I Patti esprimono la necessità di una grande alleanza di intenti e di azione tra le scuole, i decisori politici e il vasto mondo dell’associazionismo e della solidarietà che va anche oltre il terzo settore. Un accordo che andrebbe siglato intorno al Comune, ma che è frutto di un lavoro che va anche un po’ inventato, precisa Rossi Doria, ognuno deve farlo come sa e come può.
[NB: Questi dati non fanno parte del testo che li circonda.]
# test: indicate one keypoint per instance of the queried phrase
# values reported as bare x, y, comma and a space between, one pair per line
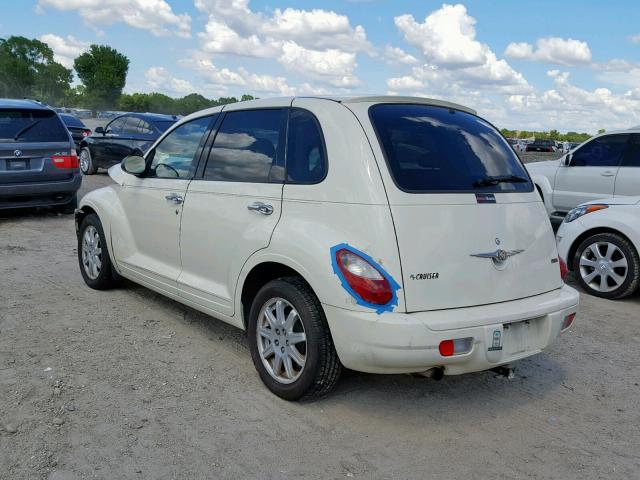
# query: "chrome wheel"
91, 252
84, 160
282, 342
603, 266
L’importante sarà tenere la circolarità per riflettere insieme su cosa fare volta per volta e imparare dalle pratiche altrui che hanno avuto buon esito.
In questo momento poi, dice un po’ in generale Rossi Doria, non ci può essere una linea da seguire: quando i contagi sono elevatissimi bisogna arretrare per poi ripartire non appena è possibile. Di certo la situazione attuale ha messo in evidenza che va invertita per i prossimi 10 anni la scelta di mancato investimento in istruzione, formazione ed educazione che si è fatta negli anni scorsi: in Italia alle questioni di cui si sta parlando viene destinato il 3,4 per cento del, Pil a fronte di una media europea del 4,6. In questo senso, anche per quel che riguarda la dispersione scolastica, il Covid ha accentuato il trend già inaccettabile. La battaglia che dobbiamo affrontare è comunque di lungo periodo, ci richiede un impegno da maratoneti più che da scattisti.